MAIS QUI ÉTAIT JOACHIM MURAT ?
Dans l'esprit de certains d'entre nous, il reste le souvenir d'un cavalier hors pair, meneur d'hommes aux uniformes chatoyants,
bon vivant, excellent camarade; pour d'autres c'est le tacticien à la bravoure légendaire, rompant les carrés d'infanterie, assurant la
victoire. Rappelons-nous Eylau, sa tempête de neige, le colonel Chabert mais aussi la déroute de l'ennemi ne parvenant pas à
regrouper ses troupes, l'épée dans les reins. Pour les historiens deux questions se posent :
Murat, pour sauver son trône, a-t-il trahi en janvier 1814? Abandonnant son protecteur, Napoléon, et amenant Eugène,
vice-roi d'Italie, à combattre sur deux fronts: napolitain et autrichien.

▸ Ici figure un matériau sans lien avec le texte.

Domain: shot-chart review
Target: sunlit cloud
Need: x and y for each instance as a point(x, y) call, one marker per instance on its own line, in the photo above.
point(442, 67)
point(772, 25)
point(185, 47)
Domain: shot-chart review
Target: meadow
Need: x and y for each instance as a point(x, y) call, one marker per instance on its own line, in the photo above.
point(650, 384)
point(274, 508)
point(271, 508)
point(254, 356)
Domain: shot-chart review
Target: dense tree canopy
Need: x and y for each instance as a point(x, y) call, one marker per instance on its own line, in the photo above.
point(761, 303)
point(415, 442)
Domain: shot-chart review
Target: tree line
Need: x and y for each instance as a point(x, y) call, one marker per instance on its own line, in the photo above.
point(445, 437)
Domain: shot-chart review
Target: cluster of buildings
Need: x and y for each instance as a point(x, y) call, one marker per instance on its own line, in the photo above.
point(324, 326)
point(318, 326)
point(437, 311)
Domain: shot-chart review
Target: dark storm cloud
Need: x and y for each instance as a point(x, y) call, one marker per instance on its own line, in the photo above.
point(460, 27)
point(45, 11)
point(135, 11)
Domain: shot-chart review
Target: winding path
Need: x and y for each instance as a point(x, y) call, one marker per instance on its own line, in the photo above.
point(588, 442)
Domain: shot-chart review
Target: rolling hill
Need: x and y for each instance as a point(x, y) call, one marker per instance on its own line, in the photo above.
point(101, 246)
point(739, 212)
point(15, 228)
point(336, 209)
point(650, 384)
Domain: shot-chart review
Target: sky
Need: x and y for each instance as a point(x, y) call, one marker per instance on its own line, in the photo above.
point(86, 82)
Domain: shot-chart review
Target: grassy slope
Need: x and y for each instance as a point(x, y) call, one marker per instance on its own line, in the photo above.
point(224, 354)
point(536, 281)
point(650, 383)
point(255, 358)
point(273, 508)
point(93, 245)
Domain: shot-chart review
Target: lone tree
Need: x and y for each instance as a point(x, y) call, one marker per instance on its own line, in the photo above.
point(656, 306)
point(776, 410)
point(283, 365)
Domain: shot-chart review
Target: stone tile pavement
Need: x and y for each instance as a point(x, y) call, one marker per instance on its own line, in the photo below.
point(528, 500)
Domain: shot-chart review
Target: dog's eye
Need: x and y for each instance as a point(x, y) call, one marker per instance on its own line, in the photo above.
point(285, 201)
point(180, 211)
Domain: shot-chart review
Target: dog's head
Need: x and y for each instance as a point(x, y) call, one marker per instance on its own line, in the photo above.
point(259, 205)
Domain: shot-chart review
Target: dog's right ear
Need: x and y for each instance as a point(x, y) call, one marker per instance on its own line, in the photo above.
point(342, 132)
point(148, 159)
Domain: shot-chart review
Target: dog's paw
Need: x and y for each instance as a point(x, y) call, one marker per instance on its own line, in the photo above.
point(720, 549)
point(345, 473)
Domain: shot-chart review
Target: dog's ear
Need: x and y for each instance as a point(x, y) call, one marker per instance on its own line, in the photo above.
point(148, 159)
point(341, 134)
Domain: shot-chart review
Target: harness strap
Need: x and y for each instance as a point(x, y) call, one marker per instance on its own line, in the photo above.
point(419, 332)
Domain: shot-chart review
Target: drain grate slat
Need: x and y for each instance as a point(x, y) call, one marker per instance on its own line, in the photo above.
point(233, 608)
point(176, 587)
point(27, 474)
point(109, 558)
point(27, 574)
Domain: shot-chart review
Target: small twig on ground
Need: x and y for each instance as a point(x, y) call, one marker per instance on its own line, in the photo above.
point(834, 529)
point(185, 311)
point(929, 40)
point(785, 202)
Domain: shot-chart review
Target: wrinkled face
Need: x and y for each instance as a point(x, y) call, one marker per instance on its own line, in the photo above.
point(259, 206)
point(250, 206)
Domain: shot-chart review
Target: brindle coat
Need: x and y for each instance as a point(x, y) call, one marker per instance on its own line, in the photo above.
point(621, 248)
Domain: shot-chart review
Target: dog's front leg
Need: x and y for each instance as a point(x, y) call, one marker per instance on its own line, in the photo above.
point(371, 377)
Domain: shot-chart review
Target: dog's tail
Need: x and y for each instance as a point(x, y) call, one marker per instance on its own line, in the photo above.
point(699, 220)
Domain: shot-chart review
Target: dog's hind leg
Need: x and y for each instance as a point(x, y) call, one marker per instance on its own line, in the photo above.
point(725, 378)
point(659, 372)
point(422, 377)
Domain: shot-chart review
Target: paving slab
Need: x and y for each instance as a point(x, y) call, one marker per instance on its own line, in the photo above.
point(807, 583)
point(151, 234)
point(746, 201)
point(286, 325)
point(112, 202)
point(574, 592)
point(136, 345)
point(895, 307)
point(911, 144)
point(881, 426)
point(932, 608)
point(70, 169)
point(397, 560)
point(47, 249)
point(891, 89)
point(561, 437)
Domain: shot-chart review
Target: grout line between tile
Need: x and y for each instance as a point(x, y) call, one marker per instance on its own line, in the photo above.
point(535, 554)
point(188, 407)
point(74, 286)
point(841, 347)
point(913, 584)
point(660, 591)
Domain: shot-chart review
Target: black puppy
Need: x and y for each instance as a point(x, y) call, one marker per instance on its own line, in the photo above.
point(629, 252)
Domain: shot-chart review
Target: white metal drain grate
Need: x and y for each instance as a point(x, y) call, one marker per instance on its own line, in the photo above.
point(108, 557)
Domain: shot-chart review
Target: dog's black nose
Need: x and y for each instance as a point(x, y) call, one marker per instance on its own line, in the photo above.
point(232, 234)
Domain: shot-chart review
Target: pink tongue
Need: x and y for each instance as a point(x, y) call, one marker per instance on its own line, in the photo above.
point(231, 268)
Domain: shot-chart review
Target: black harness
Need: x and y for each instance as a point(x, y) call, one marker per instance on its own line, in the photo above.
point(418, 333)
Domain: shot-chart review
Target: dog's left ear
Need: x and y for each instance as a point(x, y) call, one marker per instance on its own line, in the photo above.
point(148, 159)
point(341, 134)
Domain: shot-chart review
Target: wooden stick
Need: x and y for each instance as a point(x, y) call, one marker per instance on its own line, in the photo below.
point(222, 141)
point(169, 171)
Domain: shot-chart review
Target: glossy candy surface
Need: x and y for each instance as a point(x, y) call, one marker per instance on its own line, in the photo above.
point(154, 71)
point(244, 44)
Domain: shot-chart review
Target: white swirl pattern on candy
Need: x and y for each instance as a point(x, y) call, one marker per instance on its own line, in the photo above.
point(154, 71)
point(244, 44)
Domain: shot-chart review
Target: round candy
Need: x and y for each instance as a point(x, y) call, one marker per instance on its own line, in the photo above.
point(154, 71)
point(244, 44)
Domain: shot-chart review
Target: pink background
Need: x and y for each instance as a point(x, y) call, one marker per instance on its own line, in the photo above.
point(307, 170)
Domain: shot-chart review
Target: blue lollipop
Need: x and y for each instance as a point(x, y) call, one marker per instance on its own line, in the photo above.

N'a-t-il pas, en 1815, précipité trop tôt le conflit, ne permettant pas ainsi à l'Empereur de gagner du temps d'où le désastre
de Waterloo ?
L’ENFANCE DE JOACHIM MURAT
En 1765, Joachim est né à La Bastide-Fortunière (aujourd'hui Labastide-Murat), village du Causse de Gramat, où sa mère,
Jeanne Loubières, tient une auberge. C'est un enfant doué : elle en fera un prêtre et quelle délectation de se promener au bras de
son fils dont elle assurera le ménage, car quelle plus belle destinée que celle de ministre de Dieu.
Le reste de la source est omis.